Crucially, Watson's source data can be "unstructured" and so does not need converting and organising into narrow database-field categories. When a question is posed in natural language – currently English though more languages are planned – Watson's linguistic processor examines it in 120 different ways to work out what is being asked.


Reasoning algorithms begin to find hypothetical answers in the data, scoring them with ever greater confidence levels and ultimately returning its best possible answer. Watson has already put that capability to good use at a number of cancer hospitals in the US (see "Dr Watson will see you now").


But it is changes to Watson's hardware that make it ready to hit our smartphones. To play Jeopardy!, in which contestants are given an answer and have to work out the question, Watson was trained on 200 million pages of data. That machine comprised 10 server racks containing 2880 processor cores and 15 terabytes of RAM. Now, says Rob High, chief technology officer of the IBM Watson Group in New York, the latest version of Watson performs even better than the original with just 32 processor cores and 256 gigabytes of RAM.
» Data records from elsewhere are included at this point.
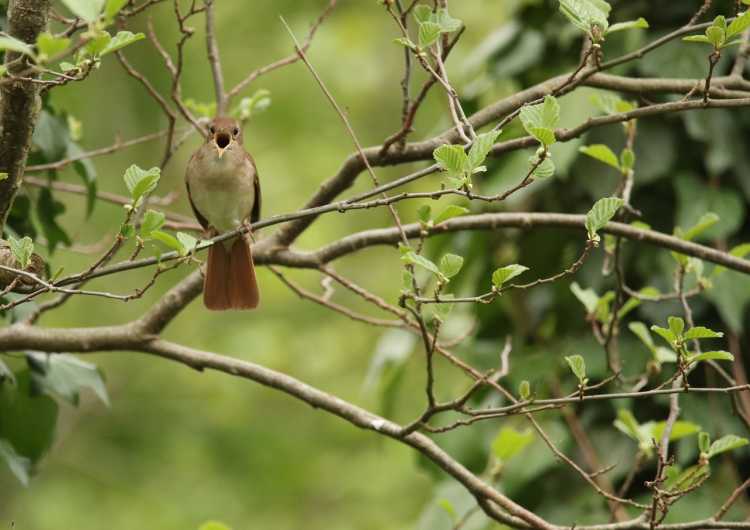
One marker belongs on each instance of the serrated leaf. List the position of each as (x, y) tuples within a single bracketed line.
[(450, 265), (665, 334), (65, 376), (481, 147), (152, 220), (680, 429), (726, 443), (601, 213), (48, 45), (507, 273), (141, 182), (416, 259), (119, 41), (422, 13), (711, 356), (451, 158), (14, 45), (588, 297), (577, 366), (22, 250), (429, 32), (640, 23), (601, 153), (509, 443), (700, 332), (113, 7), (88, 10), (738, 25), (450, 212), (19, 465), (676, 325), (169, 240), (697, 38)]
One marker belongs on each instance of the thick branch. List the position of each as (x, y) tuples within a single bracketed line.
[(20, 104)]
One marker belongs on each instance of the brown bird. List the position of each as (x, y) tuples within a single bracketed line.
[(224, 191)]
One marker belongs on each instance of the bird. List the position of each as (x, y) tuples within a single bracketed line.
[(224, 192)]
This is made possible because Watson's processors run in parallel, while its operating system runs concurrent software routines, known as threads, within each of the parallel-processing cores, which lets it learn much faster and more efficiently than before.


The new mini Watson, being no bigger than three pizza boxes, can easily be slotted into racks in a cloud data centre. The idea is that every developer will give Watson a mountain of data from their chosen area for the computer to learn from. Once trained, the apps let users ask Watson questions from their phone, says High. Watson can adapt to demand too. "We can expand the Watson resource elastically depending on the number of people asking it questions," he says. This is done by making more processors and memory available at the data centre if an app proves surprisingly popular.


One app that might do well is an ultimate guide to New York City. Proposed by Ontodia, a developer there, it aims to vastly improve on the disconnected and unimpressive hits Siri and Google offer up. Training Watson on municipal, state, federal, tourist and commercial databases will provide answers to complex, natural language searches like "what is the average income of this apartment block, correlated with property taxes and construction activity over the last ten years?". The firm's aim is to give New Yorkers a detailed profile of any neighbourhood.


Azoft of Novosibirsk, Russia, meanwhile, wants to provide phone users with an animated, intelligent avatar they can ask for advice – with Sigmund Freud and Albert Einstein cited as examples. Watson, Azoft says, would be trained with all Freud's and Einstein's books, articles, speeches, letters and interviews and would answer questions just as they might – perhaps with accurate speech synthesis, too.